Brandon Washington, the Palm Coast Bloods gang leader arrested in 2008 and sentenced to life in prison in 2011, was back in a Flagler courtroom today, arguing that his sentences were improperly imposed. His chances of winning that argument—the latest in a series of appeals he’s filed over the years—is slim. But Circuit Judge Dennis Craig is hearing him out.
And Washington’s return to Flagler, while brief, revives memories of decade-old gang activity in the county before a lengthy investigation brought it mostly to an end.
They called themselves the 9-Tek Grenades and Brick Mafia gang and operated in Flagler County and Palm Coast. They were affiliated with the Bloods. They sold guns and drugs, committed robberies and home invasions, threatened and beat up people, according to court records. The Flagler County Sheriff’s Office investigated them for four years between 2004 and 2008, when in late October that year, a warrant was signed for Washington’s arrest, who was termed a leader of the gang. (See a list of his crimes as alleged by the State Attorney’s filing here.)

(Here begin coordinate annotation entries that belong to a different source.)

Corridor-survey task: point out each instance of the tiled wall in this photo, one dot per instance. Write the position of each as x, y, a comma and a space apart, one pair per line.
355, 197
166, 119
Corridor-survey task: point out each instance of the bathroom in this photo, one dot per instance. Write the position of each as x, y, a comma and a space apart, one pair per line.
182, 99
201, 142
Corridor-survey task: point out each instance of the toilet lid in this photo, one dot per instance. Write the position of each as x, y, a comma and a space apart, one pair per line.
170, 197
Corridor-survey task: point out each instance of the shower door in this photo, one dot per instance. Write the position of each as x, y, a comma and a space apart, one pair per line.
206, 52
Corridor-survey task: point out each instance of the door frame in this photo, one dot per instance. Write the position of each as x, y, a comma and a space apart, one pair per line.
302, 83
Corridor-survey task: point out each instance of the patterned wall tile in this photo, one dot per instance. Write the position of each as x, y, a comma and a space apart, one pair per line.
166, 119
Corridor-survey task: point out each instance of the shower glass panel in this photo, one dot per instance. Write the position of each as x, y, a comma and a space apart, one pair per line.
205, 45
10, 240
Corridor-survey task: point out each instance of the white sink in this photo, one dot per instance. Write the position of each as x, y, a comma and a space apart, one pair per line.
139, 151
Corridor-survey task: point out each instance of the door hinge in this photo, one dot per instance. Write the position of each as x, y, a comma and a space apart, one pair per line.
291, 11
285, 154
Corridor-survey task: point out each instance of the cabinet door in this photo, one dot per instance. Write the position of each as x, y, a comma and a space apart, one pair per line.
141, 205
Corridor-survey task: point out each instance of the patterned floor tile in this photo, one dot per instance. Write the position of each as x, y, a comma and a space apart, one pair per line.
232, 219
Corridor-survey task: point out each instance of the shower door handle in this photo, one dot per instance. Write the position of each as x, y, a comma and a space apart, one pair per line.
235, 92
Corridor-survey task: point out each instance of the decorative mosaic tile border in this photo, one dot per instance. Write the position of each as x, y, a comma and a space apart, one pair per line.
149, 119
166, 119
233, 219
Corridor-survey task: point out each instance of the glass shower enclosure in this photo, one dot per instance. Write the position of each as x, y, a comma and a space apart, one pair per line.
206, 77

Washington was charged and opted to defend himself during trial, with a succession of four court-appointed attorneys who sat as his co-counsel, three of whom withdrew. Fernando Iglesias made it through trial. In November 2011, a jury found Washington guilty of second-degree murder in the death of Rashaun Pugh during a home invasion, among five guilty verdicts that also included racketeering and armed burglary.

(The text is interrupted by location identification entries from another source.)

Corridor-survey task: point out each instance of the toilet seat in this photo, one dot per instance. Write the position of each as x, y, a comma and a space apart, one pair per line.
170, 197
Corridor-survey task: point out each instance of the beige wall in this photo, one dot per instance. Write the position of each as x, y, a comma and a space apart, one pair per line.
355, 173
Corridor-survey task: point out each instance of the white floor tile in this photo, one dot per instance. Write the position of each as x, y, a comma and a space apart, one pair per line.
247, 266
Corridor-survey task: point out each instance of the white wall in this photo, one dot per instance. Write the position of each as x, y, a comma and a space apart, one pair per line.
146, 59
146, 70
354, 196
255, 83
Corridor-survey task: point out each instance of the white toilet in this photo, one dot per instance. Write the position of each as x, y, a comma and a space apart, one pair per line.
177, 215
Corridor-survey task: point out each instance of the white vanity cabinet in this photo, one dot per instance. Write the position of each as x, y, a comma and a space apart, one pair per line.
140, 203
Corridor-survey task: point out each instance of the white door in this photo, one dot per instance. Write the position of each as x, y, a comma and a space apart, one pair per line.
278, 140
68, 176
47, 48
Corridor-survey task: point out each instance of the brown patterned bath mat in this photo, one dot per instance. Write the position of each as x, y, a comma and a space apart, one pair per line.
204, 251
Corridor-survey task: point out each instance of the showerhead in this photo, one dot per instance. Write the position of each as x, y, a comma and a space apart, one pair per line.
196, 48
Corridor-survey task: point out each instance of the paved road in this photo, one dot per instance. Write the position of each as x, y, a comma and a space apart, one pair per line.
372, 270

Washington did not pull the trigger on the gun that killed Pugh. Pugh’s intended victim, Sean Christopher Adams, did, during an attempted home invasion on Pheasant Drive in Palm Coast in 2007. But Washington was deemed the mastermind of the operation.
Judge Raul Zambrano, who has since moved to Volusia County, sentenced Washington to concurrent life terms on four charges, and 15 years on a fifth. There is no parole in Florida. If Washington’s sentence stands, he will not see another day’s freedom.

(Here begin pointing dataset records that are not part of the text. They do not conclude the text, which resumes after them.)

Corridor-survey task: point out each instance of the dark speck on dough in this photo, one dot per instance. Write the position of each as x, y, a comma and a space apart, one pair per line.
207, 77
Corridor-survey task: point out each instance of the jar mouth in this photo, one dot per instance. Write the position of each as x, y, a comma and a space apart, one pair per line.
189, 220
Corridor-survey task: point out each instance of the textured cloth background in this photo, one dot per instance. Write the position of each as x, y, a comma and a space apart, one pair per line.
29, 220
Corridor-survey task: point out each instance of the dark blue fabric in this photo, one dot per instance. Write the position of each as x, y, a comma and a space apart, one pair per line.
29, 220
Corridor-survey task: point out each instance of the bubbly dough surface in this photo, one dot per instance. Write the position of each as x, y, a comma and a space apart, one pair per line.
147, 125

Washington appealed to the Fifth Circuit Court of Appeal, which upheld the life terms but scrapped the 15-year sentence. Washington then filed a motion to Correct Illegal Sentence, as it is called. The court denied the motion in March 2015. That December, Washington filed another motion, this one for post-conviction relief, a way for a defendant to broadly appeal a conviction and seek numerous ways to revisit the case, though it often approximates the spaghetti-hurling approach: defendants make numerous claims that errors or wrongdoing took place during trial, hoping that one or two claims stick.
That’s what Washington did in this case, claiming an illegal sentence on 15 grounds, with many subgroups to each ground, and even exceeding a 50-page limit on such motions and incurring a caution from the court that it “will not accept future motions exceeding 50 pages” without good cause. (It was 67 pages long.) The gist of Washington’s claims: ineffective assistance of counsel—a routine tactic of appeals but still a somewhat surprising claim since Washington insisted on defending himself, agreeing only to a second-chair assistant. The claims are all against Iglesias.
For example, Washington pointed to slight inconsistencies in the indictment (the title of the indictment charged him with armed burglary but the body of the indictment charged him with simple burglary) to claim it was vague and imprecise. He claimed the search and arrest warrants were based on false information, that Jason Lewis, the State Attorney’s top prosecutor, did not support statements he made during his opening statement, that Iglesias made only a “boilerplate” attempt to motion for an acquittal, and so on.
The judge, Dennis Craig, threw out 13 of the 15 grounds.
But Craig found at least one ground to justify a re-hearing: Washington argues that when the jury was instructed regarding one of the counts against him—as a “principal” to a conspiracy—his attorney should have objected, because being a principal was one thing, committing a conspiracy another: Washington, however, was convicted of committing a conspiracy, not merely of being a principal to a conspiracy. “This ground is facially sufficient and not refuted by the record,” Craig found.
Since the 15th ground had to do with no single problem but “the cumulative effect of all of counsel’s errors,” and since it took only one such potential error to make the 15th count valid, Craig retained that ground as well, reserving ruling on it pending the outcome of the evidentiary hearing on the one ground he did find valid for rehearing.
That rehearing took place today, with Washington back in Craig’s Flagler County courtroom from his prison cell at Apalachee Correctional Institution in Snead, northeast of Tallahassee, on the Georgia border.
Craig did not rule on the motion but, as is usual in such cases, took it under advisement: he will render a written decision in the next few weeks or months.
It is unlikely that Craig will rule in favor of Washington, who is essentially seeking to invalidate all four of his sentences because of an inconsistency in jury instructions on some, not all, of the counts. Even if Craig were to find that Iglesias might have objected at one point and sought more clarity, the objection would not have changed the instructions (or the outcome) regarding other counts on which Washington was found guilty and sentenced to life. What is more likely, given Washington’s history, is that should Craig deny the motion, another appeal to the 5th Circuit will follow. Washington, who is 30, has little to lose.